Ancak, bu eğitim kurumları 19. yüzyıla gelindiğinde, Batı'daki bilimsel ve teknolojik gelişmelerle rekabet edemez hale geldi. Medreselerin eğitim müfredatı, yeni bilgi ve yöntemlere kapalı olduğu için, modern dünyanın gereksinimlerine cevap vermekte zorlanıyordu.

19.  yüzyılın ortalarında Osmanlı Devleti, Batı ile artan temaslar ve içerdeki reform talepleri doğrultusunda eğitimde yenilikler yapma gereği duydu. Tanzimat Dönemi (1839-1876) bu değişim sürecinin başlangıcı olarak kabul edilir.

Bu dönemde, devletin modernleşme çabaları çerçevesinde rüştiyeler (ortaokul seviyesinde okullar) açıldı ve eğitim sistemi laikleştirilmeye başlandı. Tanzimat'la birlikte, Batı tarzı eğitim kurumları Osmanlı topraklarında yaygınlaşmaya başladı.

II. Abdülhamid dönemi (1876-1909), Osmanlı eğitim sisteminin modernleşmesi açısından kritik bir dönüm noktasıdır. 1869 yılında çıkarılan Maarif Nizamnamesi ile eğitim sistemi yeniden yapılandırıldı.

Bu düzenlemeler, ilkokuldan yükseköğretime kadar her seviyede eğitim kurumlarının kurulmasını ve devletin eğitimi kontrol altına almasını sağladı. İmam Hatip okulları ve darülfünunlar (üniversiteler) bu dönemde kuruldu ve eğitimin modernleşmesi yolunda önemli adımlar atıldı.

Cumhuriyet'in ilanı ile birlikte eğitimde köklü bir dönüşüm süreci başladı. Mustafa Kemal Atatürk'ün liderliğinde, Türkiye'nin modernleşme hedefleri doğrultusunda, medrese temelli eğitim sistemi tamamen kaldırılarak laik ve bilimsel temellere dayanan modern bir eğitim sistemi oluşturuldu.

1924 yılında Tevhid-i Tedrisat Kanunu (Eğitimde Birlik Yasası) çıkarılarak, tüm eğitim kurumları Milli Eğitim Bakanlığı'na bağlandı ve medreseler kapatıldı.

Tevhid-i Tedrisat Kanunu ile birlikte, eğitimde laiklik ve bilimsellik esas alındı. İlköğretim zorunlu hale getirildi, karma eğitim sistemi benimsendi ve Batı tarzı modern okullar hızla yaygınlaştırıldı.

Bu süreçte, köy enstitüleri, kız enstitüleri gibi yenilikçi eğitim kurumları kurularak, eğitim seferberliği tüm ülkeye yayıldı. Cumhuriyet'in eğitim politikaları, sadece bir modernleşme hareketi değil, aynı zamanda toplumsal yapının dönüşümüne de hizmet etti.

Osmanlı'dan Cumhuriyet'e geçiş sürecinde yaşanan bu eğitimsel dönüşüm, Türk toplumunun sosyo-kültürel yapısını derinden etkiledi.
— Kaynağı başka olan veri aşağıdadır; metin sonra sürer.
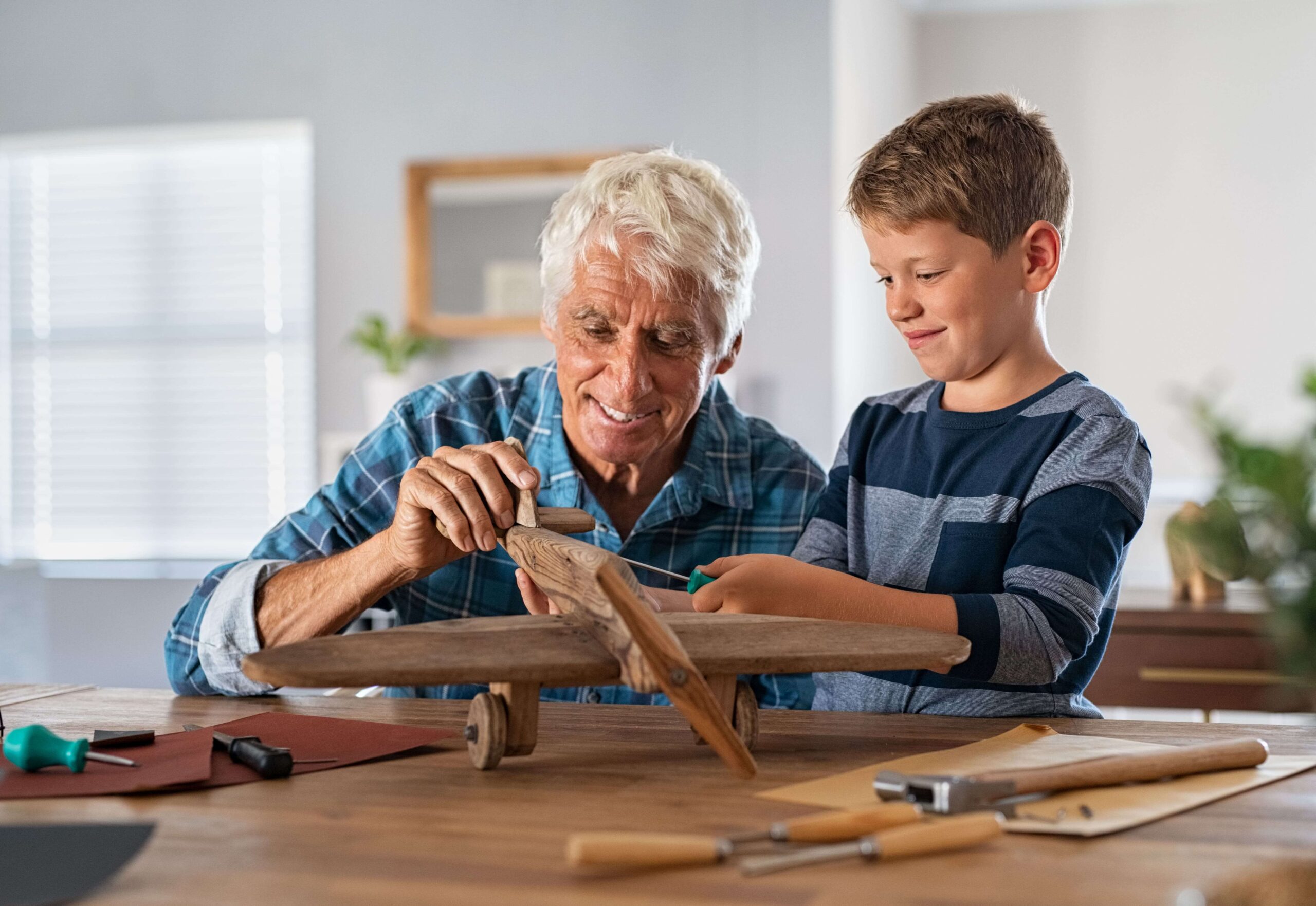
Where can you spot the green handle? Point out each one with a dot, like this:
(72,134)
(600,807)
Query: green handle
(32,749)
(697,582)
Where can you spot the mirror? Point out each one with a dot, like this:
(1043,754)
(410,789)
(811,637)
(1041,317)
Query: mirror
(473,267)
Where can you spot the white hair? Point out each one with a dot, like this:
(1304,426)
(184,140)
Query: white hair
(695,225)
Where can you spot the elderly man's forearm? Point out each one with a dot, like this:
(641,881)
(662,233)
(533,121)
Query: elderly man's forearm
(319,597)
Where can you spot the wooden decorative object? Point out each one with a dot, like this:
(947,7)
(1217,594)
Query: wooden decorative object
(1193,579)
(422,175)
(607,632)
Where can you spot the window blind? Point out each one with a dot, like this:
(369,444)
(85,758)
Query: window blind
(156,332)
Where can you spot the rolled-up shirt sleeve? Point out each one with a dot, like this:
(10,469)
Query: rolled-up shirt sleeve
(228,627)
(216,627)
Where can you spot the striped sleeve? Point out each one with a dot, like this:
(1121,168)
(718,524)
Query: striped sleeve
(1086,504)
(824,540)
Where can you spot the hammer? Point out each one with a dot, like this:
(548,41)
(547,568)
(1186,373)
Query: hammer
(1000,791)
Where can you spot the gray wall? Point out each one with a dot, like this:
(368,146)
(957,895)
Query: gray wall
(743,83)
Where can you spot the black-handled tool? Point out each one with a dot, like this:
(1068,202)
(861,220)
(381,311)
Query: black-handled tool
(269,762)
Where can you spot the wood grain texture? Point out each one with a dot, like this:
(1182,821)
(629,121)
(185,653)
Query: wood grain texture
(940,836)
(1127,768)
(642,850)
(525,511)
(428,830)
(486,731)
(568,571)
(677,675)
(522,701)
(566,520)
(557,651)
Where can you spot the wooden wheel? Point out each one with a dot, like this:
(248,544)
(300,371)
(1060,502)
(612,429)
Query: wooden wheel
(745,714)
(486,730)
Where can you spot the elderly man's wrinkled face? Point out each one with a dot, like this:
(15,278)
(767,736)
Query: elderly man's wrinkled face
(633,365)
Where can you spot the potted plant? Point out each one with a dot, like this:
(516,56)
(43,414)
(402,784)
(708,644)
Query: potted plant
(1263,525)
(396,352)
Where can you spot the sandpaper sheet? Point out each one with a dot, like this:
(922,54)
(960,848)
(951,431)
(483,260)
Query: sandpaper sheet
(309,738)
(173,759)
(1039,746)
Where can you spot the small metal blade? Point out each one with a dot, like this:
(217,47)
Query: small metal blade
(864,847)
(665,572)
(111,759)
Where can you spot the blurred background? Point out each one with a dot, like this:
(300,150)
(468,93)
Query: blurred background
(200,201)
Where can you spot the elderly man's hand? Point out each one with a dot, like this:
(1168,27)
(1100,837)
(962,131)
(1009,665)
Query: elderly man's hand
(464,488)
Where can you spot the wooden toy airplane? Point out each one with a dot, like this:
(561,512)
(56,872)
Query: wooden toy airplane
(607,633)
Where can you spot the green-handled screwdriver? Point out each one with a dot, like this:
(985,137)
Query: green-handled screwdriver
(33,749)
(694,582)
Medrese sisteminden modern okullara geçiş, sadece eğitimin içeriğini değil, toplumun düşünce yapısını, kadın-erkek ilişkilerini ve çalışma hayatını da dönüştürdü. Laik ve bilimsel eğitimin yaygınlaşması, Türkiye'yi modern dünya ile entegre eden bir köprü vazifesi gördü.

 Medreselerden modern okullara geçiş, sadece eğitim sisteminde değil, aynı zamanda toplumsal yapıda ve devletin modernleşmesinde de köklü değişiklikler getirmiştir. Bu dönüşüm, Türkiye'nin bugünkü eğitim sisteminin temellerini atmış ve ülkenin çağdaş dünyada yerini almasını sağlamıştır.